For the Bonferonni-Dunn test, we calculate the critical difference using Eq. 12 to compare our first novel algorithm (MICF) with the rest of the contending algorithms. In Eq. 12, \( q_{a}\) represents the bold number in the last row of Table 3 in brackets (EA Rank). The Critical Difference(CD) is calculated to be 1.14. At this point we observe that CD remains lower than the pairwise difference of EA Ranks between the classifier MICF and the other contending classifiers \((\;MICF \;vs\; BG:4.1, \;MICF \;vs\; RS:2.9, \;MICF \;vs\; RF:3.0, \;MICF \;vs\; RFW p=1: 3.0, \;MICF \;vs\; RFW p=3:4.2)\). This indicates that MICF outperforms the rest classifiers in terms or EA, in a statistically significant manner.

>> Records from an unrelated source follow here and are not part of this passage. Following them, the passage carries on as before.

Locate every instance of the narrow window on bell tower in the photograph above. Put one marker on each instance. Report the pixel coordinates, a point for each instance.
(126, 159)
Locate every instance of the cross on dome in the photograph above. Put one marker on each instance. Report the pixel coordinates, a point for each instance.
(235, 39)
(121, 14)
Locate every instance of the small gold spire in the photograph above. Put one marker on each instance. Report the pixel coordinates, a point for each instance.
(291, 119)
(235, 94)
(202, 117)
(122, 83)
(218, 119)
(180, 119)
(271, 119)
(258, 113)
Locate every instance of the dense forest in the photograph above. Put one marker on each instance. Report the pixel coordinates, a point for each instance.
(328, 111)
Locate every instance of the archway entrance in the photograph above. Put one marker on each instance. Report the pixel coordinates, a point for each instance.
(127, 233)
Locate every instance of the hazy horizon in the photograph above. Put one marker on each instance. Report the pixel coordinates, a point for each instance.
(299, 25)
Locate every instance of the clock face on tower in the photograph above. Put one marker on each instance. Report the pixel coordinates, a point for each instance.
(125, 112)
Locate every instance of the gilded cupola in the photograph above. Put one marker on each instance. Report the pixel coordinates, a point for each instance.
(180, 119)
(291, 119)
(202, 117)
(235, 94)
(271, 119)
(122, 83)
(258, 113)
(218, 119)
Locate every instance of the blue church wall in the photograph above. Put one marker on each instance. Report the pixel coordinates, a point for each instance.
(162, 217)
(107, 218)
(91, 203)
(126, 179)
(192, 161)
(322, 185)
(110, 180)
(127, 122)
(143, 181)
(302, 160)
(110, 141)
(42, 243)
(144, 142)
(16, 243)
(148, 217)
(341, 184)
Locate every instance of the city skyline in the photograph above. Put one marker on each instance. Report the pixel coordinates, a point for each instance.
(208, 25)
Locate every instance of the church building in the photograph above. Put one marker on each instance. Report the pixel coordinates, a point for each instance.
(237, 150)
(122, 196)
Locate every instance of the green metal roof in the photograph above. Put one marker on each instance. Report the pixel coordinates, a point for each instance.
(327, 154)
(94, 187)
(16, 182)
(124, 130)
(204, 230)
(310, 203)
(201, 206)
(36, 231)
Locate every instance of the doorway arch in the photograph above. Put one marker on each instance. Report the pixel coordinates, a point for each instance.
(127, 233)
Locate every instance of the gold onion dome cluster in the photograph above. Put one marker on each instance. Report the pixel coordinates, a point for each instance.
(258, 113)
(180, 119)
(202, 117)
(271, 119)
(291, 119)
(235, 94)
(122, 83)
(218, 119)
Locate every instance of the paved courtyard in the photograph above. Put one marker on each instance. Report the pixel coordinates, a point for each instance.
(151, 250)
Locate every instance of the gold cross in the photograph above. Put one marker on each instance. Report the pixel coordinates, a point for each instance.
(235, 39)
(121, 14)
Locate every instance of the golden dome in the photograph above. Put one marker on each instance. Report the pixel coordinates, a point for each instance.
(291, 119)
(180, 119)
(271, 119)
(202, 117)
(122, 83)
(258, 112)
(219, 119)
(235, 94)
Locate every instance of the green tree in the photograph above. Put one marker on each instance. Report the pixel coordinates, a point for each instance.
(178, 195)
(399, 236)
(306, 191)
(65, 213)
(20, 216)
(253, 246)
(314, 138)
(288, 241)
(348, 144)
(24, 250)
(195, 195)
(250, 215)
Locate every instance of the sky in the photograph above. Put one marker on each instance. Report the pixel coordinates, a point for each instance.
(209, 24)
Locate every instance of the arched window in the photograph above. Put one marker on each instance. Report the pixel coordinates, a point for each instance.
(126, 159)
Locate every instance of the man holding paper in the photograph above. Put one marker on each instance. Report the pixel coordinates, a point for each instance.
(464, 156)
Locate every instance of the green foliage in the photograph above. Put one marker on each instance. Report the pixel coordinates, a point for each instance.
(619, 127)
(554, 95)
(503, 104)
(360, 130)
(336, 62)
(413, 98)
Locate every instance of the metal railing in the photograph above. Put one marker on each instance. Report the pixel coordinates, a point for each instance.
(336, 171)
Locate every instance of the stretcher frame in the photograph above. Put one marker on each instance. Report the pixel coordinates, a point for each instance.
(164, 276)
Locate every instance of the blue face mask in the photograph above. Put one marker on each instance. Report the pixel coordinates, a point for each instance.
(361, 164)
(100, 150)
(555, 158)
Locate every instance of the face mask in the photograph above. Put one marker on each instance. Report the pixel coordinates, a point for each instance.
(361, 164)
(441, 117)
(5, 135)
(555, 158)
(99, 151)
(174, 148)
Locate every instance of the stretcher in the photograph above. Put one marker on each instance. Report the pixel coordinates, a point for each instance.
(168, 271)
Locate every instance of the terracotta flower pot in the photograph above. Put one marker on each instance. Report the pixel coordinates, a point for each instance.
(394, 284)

Now, we repeat the same test for our second novel algorithm (PCCF) with the rest of the contending classifiers. The critical difference is calculated to be 1 and as before we observe that CD remains lower than the pairwise difference of EA Ranks between classifier PCCF and the other contending algorithms \((\;PCCF \;vs\; BG:2.4, \;PCCF \;vs\; RS:1.2, \;PCCF \;vs\; RF:1.3, \;PCCF \;vs\; RFW p=1:1.3, \;PCCF \;vs\; RFW p=3:2.5)\). This indicates that the performance improvement in PCCF in terms of EA is statistically significant.

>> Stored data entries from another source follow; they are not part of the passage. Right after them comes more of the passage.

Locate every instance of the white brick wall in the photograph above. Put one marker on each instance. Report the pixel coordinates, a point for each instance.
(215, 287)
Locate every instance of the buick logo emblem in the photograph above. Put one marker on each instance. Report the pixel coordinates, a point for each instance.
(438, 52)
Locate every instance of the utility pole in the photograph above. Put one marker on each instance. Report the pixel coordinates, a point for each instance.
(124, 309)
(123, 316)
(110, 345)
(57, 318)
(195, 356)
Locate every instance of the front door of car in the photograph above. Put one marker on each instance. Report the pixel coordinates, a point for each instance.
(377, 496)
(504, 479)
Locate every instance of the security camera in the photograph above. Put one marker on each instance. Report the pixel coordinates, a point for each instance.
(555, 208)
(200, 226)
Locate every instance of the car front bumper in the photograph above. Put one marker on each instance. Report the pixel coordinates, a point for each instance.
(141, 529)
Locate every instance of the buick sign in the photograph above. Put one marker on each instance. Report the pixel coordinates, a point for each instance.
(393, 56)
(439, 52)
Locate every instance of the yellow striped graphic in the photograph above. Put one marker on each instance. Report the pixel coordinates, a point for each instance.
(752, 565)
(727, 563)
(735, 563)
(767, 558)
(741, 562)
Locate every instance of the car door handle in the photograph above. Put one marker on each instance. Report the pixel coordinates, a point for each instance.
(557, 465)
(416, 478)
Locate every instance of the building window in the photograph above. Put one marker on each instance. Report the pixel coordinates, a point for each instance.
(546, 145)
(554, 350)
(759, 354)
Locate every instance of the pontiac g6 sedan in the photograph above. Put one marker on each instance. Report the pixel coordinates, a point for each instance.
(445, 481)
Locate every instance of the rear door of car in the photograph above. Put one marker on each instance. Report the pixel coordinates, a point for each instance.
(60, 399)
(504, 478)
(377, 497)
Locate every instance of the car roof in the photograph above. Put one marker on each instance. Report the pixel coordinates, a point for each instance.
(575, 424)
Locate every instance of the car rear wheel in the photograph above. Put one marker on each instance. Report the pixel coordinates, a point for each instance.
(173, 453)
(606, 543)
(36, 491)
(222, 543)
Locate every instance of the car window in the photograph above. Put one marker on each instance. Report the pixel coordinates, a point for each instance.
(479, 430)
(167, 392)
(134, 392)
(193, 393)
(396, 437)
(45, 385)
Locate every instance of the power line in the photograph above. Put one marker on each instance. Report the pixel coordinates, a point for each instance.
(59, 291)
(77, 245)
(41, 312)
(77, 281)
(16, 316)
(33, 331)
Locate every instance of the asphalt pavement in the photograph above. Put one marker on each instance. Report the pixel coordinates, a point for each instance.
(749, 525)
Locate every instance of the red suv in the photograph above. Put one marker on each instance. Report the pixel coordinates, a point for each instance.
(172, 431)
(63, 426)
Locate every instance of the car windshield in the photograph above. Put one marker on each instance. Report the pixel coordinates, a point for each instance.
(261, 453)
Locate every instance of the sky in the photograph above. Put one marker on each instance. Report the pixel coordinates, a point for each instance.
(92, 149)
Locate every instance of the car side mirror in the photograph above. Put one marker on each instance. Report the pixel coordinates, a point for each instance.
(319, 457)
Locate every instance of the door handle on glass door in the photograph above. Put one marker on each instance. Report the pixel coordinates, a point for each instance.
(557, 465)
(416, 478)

$$\begin{aligned} CD = q_{a}\sqrt{\frac{k(k+1)}{6N}} \end{aligned}$$
(12)

Table 4 contains correlation scores, which indicate the main differences between our two novel algorithms - MICF and PCCF. The results suggest that MIC can identify more accurately the correlation between the features and the target, as well as take into consideration the uncertainty, which results in a more accurate algorithm. Both MICF and PCCF algorithms outperform their competitors by achieving 4.4 and 2.6% more accurate results, respectively, compared with the third highest accurate algorithm, RF.

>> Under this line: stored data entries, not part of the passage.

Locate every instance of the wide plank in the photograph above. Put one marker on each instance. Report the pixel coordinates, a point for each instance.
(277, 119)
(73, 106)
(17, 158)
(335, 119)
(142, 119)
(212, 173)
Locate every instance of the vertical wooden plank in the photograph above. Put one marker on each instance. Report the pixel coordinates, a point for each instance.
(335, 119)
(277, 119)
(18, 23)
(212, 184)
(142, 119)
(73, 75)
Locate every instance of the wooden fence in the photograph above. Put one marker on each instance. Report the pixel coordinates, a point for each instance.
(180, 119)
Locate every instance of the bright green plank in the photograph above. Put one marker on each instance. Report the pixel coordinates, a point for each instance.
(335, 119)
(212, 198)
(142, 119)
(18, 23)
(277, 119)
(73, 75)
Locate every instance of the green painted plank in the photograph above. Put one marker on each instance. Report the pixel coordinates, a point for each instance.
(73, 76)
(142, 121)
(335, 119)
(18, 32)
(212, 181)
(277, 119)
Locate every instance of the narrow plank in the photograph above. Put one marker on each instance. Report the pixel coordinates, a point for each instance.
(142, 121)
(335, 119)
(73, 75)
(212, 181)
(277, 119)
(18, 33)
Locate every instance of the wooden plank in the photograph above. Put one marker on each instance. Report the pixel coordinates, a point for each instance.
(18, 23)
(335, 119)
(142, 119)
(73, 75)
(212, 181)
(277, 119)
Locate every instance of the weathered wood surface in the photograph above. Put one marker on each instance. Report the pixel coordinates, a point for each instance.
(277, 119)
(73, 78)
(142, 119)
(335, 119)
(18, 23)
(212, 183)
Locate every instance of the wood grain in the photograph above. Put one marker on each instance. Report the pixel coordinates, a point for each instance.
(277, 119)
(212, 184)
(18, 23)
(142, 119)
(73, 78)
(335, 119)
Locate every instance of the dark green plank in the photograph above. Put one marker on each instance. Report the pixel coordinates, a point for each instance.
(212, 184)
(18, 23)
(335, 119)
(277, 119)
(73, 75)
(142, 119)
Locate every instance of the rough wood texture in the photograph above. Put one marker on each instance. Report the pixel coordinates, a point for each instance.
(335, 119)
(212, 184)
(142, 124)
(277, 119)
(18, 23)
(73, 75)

Table 4. Comparison between MIC and PCC scores.(left-PCC, right-MIC)

5 Conclusion

In this paper, we have proposed two novel decision forest building algorithms - Maximal Information Coefficient Forest (MICF) and Pearson’s Correlation Coefficient Forest (PCCF). They combine Gain Ratio with PCC and MIC, which are used to determine the best feature on each splitting node. The larger the correlation score (either MIC or PCC), the greater the possibility of ending up on the newly created dataset \(D'\) at each splitting node. To the best of our knowledge, our work of combining Gain Ratio with MIC or PCC in classification problems is the first of its kind and can help improve the accuracy in classification problems significantly. The experimental results have shown that MICF performs significantly better in Ensemble Accuracy than some highly esteemed existing algorithms, including Bagging, Random Subspace, Random Forest, Random Feature Weight, and the newly proposed PCCF algorithm. Moreover, the generation of individual decision trees in both MICF and PCCF is in no way dependent on any previous tree(s) and, therefore, can be generated in parallel. Moreover, considering the consistent performance of both MICF and PCCF, makes them a great fit within the big data context and thus enabling it to be used by non-technical individuals.

For future work, we aim to test our algorithms against imbalanced datasets and compare them with probabilistic trees, which are known to capture the uncertainty in the data effectively.